Le trajet commence depuis la place de la mosquée d’Al-Sayéda Zeinab, fille de l’imam Ali, venue en 680 en Egypte, où elle a été chaleureusement accueillie. « La mosquée d’Al-Sayéda Zeinab n’est pas enregistrée sur la liste du patrimoine égyptien islamique, alors que les deux dômes des imams Al-Atris et Al-Aidaros, situés dans l’enceinte de la mosquée d’Al-Sayéda Zeinab, ont été récemment inscrits parmi les monuments islamiques », affirme Talaat, qui nie complètement l’intervention du ministère du Tourisme et des Antiquités dans la réparation ou la restauration de la mosquée d’Al-Sayéda Zeinab. Il est à noter que cette mosquée est fondée pendant l’ère omeyyade (en Egypte jusqu’en 750), puis a passé par plusieurs phases de réforme et d’extension à travers les époques. Selon le gouvernorat du Caire, toute la place sera bientôt réaménagée, un garage pour les véhicules occupera une partie en face de la mosquée. A droite de la place, l’itinéraire du trajet conduit à la rue Abdel-Méguid Al-Labbane. « C’est par là que commence le trajet d’Al Al-Beit », décrit Abdel-Moneim, ajoutant que des voitures électriques vont transporter les visiteurs à travers cette rue dans une balade découvrant non seulement les monuments des descendants du calife Ali, mais aussi d’autres monuments islamiques qui sont sur les deux côtés de la rue, tels que le musée de Gayer Anderson construit aux XVIe et XVIIe siècles, la mosquée Ibn Toulon considérée comme la plus ancienne mosquée au Caire bâtie entre 876 et 879, en passant également par le dôme de Chagaret Al-Dorr, la sultane de l’Egypte pendant l’ère ayyoubide, ainsi que le parc patrimonial du quartier de Khalifa. « Les travaux d’infrastructure de la rue Abdel-Méguid Al-Labbane sont quasi accomplis », souligne Mahran Abdel-Latif, directeur du quartier de Sayéda Zeinab. « La rue Al-Labbane nous guide à la rue Al-Achraf au quartier de Khalifa.
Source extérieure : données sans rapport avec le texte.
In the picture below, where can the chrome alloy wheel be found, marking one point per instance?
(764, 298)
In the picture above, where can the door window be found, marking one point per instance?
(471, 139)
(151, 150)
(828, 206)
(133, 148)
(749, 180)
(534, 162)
De nombreux dômes, mosquées, zawiya (petite mosquée) historiques remontant à la famille du prophète Mohamad occupent cette rue », indique le chercheur islamique Sameh Al-Zahar, assurant qu’au long de cette rue, se trouve la célèbre mosquée d’Al-Sayéda Nafissa, dite la dame sage, nièce d’Al-Hassan, fils de Ali Ibn Abou-Taleb. Selon Al-Zahar, cette rue n’a pas d’équivalent dans le monde entier, appelant à porter soin à la restauration et à la préservation de son caractère patrimonial. Une grande partie de la rue Al-Achraf sera transformée en un lieu pour piétons.

L’itinéraire continue et le visiteur peut découvrir aussi Machhad Roqaya, la fille d’Al-Hussein. La mosquée d’Al-Sayéda Nafissa, marque la fin de cette magnifique balade. « Vient ensuite la mosquée d’Al-Sayéda Aïcha qui est la nièce de l’imam Ali Zein Al-Abedine, descendant d’Al-Hassan, fils du calife Ali, enterré aussi dans une mosquée portant son nom à la place d’Al-Sayéda Aïcha », raconte Al-Zahar.

Avec ce projet ambitieux, l’Egypte vise non seulement les fidèles égyptiens venant des quatre coins du pays, mais en plus les adorateurs musulmans qui cherchent à faire des tournées spirituelles.

*Source : Al Ahram Hebdo

La mosquée d’Al-Hussein en quelques lignes

Par Nasma Réda (revue de presse : Al Ahram Hebdo – 20/4/22)**

Située à quelques kilomètres du centre-ville du Caire, la mosquée d’Al-Hussein est considérée comme étant l’une des plus importantes attractions touristiques religieuses.

Elle porte le nom d’Al-Hussein Ibn Ali Ibn Abi-Taleb, petit-fils du prophète Mohamad. Elle est fondée à l’époque fatimide (549 de l’hégire, en 1154) sous le règne fatimide d’Al-Zafir, et les historiens croient que la tête du martyr Al-Hussein y est enterrée. La mosquée est célèbre pour le fait de préserver le plus ancien manuscrit complet du Coran qui remonte au troisième calife, Osmane Ibn Affane. Elle renferme également, dans une salle fondée spécialement en 1893, sous ordre du khédive Abbas Helmi II, des monuments appartenant au prophète Mohamad, dont un échantillon de son vêtement, son récipient et applicateur du khôl, un morceau de son bâton et deux poils de sa barbe.